9.6 Counterparts; Electronic Signatures. This Mortgage may be executed in counterparts, each of which is deemed an original, and all of which constitute one instrument. Signatures transmitted by electronic means shall be deemed originals for all purposes.
9.7 Recording. Mortgagor shall pay all recording taxes, fees, and costs associated with recordation of this Mortgage.

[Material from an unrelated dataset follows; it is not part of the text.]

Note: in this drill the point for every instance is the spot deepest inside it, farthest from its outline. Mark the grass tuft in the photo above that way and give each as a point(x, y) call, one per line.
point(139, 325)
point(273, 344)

9.8 Notices. All notices must be in writing and delivered (i) by personal delivery, (ii) by nationally-recognized overnight courier, or (iii) by certified mail, return receipt requested, to the addresses in Section 1.01, or such other address as a party designates by notice.
ARTICLE X – EXECUTION BLOCK
IN WITNESS WHEREOF, the parties have executed this Mortgage as of the Effective Date.
MORTGAGOR:
[ENTITY/INDIVIDUAL NAME]
By: ____
Name: ____
Title: _________
MORTGAGEE:
[ENTITY NAME]
By: ____
Name: ____
Title: _________
ACKNOWLEDGMENTS
State of ___ )
County of ___ )
On this _ day of __, 20__, before me, a Notary Public in and for said State, personally appeared _______, known to me (or satisfactorily proven) to be the person(s) whose name(s) is/are subscribed to the foregoing Mortgage and acknowledged that he/she/they executed the same for the purposes therein contained.
IN WITNESS WHEREOF, I have hereunto set my hand and affixed my official seal the day and year first above written.
Notary Public
My Commission Expires: _______
[// GUIDANCE: Use separate acknowledgment blocks for each signatory if required by local recording office.]
EXHIBIT A
(Legal Description of the Premises)
[INSERT METES-AND-BOUNDS OR PLATTED DESCRIPTION]
SCHEDULES
Schedule 4.1 – Permitted Encumbrances
Schedule 4.5 – Litigation
Schedule 5.6 – Permitted Transfers
[// GUIDANCE: Record this Mortgage promptly after execution. Double-check legal description, names, and acknowledgment language to comply with Kansas recording standards. Consult local counsel regarding documentary tax, if applicable.]